Je me propose d'analyser les pratiques de l'école Freinet
de Vence dans leur contexte. Toutefois, je devais interroger ce
tripôle :
- -la pensée de Célestin Freinet (ce qui implique
d'essayer de prendre en compte la part d'Élise Freinet dans
cette Ïuvre, et la part de Madeleine Freinet),
- -ce que l'on appelle « la pédagogie Freinet »
(expression passée dans le vocabulaire courant du champ
éducatif, et désignant de nos jours les pratiques
des adhérents de l'I.C.E.M.),
- -les pratiques de l'école Freinet de Vence (où
se réfléchissent à la fois la pensée
de Freinet, et certaines des techniques caractérisant ce
que l'on appelle couramment « pédagogie Freinet
»).
- C'est dans l'analyse des pratiques spécifiques de cette
école de Vence que j'en étudie les liens : mon
enquête porte donc sur la réalité empirique de
ce que j'ai pu relever sur le terrain, en recueillant des
données entre 2001 et 2005. On ne pourra inférer de
cette enquête sur le terrain la définition
générale de la pédagogie Freinet, ni
prétendre y ressaisir strictement et entièrement la
pensée exacte de Freinet. D'autant que l'enquête
m'engage personnellement comme enquêteur, ne pouvant
prétendre, à aucun titre, rendre compte de
façon certaine et objective de ce qui se passe dans cette
école, ni tout à fait de la façon dont ma
propre subjectivité fait irruption dans l'enquête.
J'ai observé pendant quatre ans cette école,
c'est-à-dire l'activité des trois enseignantes et du
personnel, avec l'activité des élèves des
trois classes.
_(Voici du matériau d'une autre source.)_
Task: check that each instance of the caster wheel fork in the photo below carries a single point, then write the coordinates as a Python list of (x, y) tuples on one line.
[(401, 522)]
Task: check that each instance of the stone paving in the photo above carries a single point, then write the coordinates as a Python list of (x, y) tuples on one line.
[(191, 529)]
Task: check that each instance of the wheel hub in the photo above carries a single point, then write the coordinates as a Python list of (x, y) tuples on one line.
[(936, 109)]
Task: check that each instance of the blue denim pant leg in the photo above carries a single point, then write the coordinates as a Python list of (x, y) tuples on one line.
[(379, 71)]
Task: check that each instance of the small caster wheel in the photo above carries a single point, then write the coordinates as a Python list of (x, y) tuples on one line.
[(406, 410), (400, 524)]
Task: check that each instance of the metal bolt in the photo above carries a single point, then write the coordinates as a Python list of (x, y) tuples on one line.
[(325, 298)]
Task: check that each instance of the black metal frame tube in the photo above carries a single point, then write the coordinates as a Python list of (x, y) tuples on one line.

Dans cette recherche, j'expose mon vocabulaire et
ma méthodologie au fur et à mesure que je travaille
sur les objets analysés. Mon travail s'est
opéré en plusieurs phases. J'ai d'abord
effectué des « visites exploratoires » pendant
les premiers mois de l'enquête, au cours desquels j'ai
noté sur des carnets de terrain mes impressions. Sur ces
carnets, j'ai rédigé des énoncés
axiologiques (« l'école a été
aménagée dans un beau cadre ») et des
énoncés descriptifs (« les élèves
se mettent spontanément au travail en arrivant le matin
»). Pour la notation axiologique aussi bien que pour la
notation descriptive, le chercheur est impliqué dans
l'enquête. Dans les deux cas, la rédaction des
carnets prend pour trame initiale l'expression des affects de
l'enquêteur, tout ce qu'il a ressenti, les impressions
premières, sur le vif, l'instantané de sa
participation. Cette expression des affects doit ensuite
être travaillée, les jours suivants, en objectivation
pour soi de l'enquêteur pour esquisser l'explication de ses
affects, et c'est poser la question de sa biographie didactique.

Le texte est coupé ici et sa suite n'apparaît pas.